How to Create Perfect Black Friday Deals

Black Friday is the biggest shopping event of the year in North America, occurring (officially) on the Friday after Thanksgiving.

If you’re an e-commerce company, it’s one of your biggest sales days of the year, if not your top-grossing day.

Below we cover a process to help you create a close-to-perfect Black Friday offer.

1) Create a three-tiered deal structure

Build it based on Black Friday through Cyber Monday’s average order value (AOV) data of the last year:

  • Low value, high frequency.
  • Middle value, some frequency.
  • High value, low frequency.

2) Test the efficiency of different deals

Do so in the run-up to Black Friday. For example, over Labor Day weekend or in early October.

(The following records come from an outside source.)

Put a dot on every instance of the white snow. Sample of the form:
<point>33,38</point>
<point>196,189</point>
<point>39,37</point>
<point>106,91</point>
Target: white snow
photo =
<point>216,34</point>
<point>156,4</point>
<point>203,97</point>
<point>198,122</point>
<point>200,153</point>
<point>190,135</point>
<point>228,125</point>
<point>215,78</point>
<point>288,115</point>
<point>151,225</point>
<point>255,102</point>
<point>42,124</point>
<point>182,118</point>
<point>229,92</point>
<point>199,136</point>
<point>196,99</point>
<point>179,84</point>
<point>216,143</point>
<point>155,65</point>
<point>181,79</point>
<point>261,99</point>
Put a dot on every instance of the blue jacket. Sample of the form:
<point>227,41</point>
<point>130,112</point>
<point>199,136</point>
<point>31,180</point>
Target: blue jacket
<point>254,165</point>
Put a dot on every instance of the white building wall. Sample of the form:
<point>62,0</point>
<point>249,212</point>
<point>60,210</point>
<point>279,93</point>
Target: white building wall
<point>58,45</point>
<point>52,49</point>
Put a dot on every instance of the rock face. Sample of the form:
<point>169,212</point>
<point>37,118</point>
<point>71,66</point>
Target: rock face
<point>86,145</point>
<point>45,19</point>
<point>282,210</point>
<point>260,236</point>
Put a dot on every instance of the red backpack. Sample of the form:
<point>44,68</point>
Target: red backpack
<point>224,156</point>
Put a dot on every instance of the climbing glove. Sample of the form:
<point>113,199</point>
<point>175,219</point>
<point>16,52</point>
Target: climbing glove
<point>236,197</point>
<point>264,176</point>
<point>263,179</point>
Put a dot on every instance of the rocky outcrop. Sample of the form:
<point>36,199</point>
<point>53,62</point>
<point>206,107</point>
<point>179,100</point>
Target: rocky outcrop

  • Straight amount discounts.
  • Percentage discounts.
  • Gifts with purchase (GWP).

Make the sales event last 24 hours to simulate real holiday urgency. And use email and paid social ads to promote the deals.

3) Send your page with an early access coupon code

Do so in chronological order to different customers a few days before Black Friday:

  • Loyalty members.
  • VIP Customers.
  • Customers who haven’t ordered in the last 21 days (or whatever is logical for your business).

Note that gifts and discounts need to increase at each level.

For instance, for percentage discounts it would be:

  • Spend $100, get 25% off – Low value, high frequency.
  • Spend $150, get 30% off – Median value, some frequency.
  • Spend $300, get 40% off – High value, low frequency.

It also depends on your niche.

If you’re in the luxury segment you probably rarely give discounts as that goes against your brand.

If you’re in the non-luxury clothing industry, providing large discounts will likely matter more.

4) Apply the winning offer sitewide without codes on Black Friday

Send email subscribers and paid visitors to landing pages with pre-built bundles.

Bonus

Really win over your Black Friday shoppers by implementing these four things:

  • Default to free shipping. But if free shipping eats up your margins, set it from the second tier (median value, some frequency). If free shipping is not an option, use GWP at the second range.
  • Downsell “mystery” gifts and upsell “Also bought with” at the cart level.
  • Offer shipping insurance or expedited shipping at the checkout.
  • Offer buy-now-pay-later (e.g., through services like Affirm or the like).

Other pricing strategies

Here are three more of our favorites:

Buy more, save more

This encourages customers to “save” when they make long-term or bulk purchases.

Example: Save % when you buy 3 or more.

Bundle complementary products

You can bundle products by use-case.

Example: If you sell oral hygiene products, you could bundle a toothbrush and a toothpaste.

Trojan horse

Although this technique may sound fancy, it’s been around for a long time. You’re giving a product away that will generate revenue in the future.

Example: Spotify offers a free Google Home Mini if you join their premium membership. The Home Mini includes a speaker and voice commands, making Spotify even easier to use and increasing the likelihood that you will renew your Spotify membership.

And just like that you’re ready to dominate your sales this holiday season.

Also… don’t forget to re-target your cart abandonments to recoup would-be sales.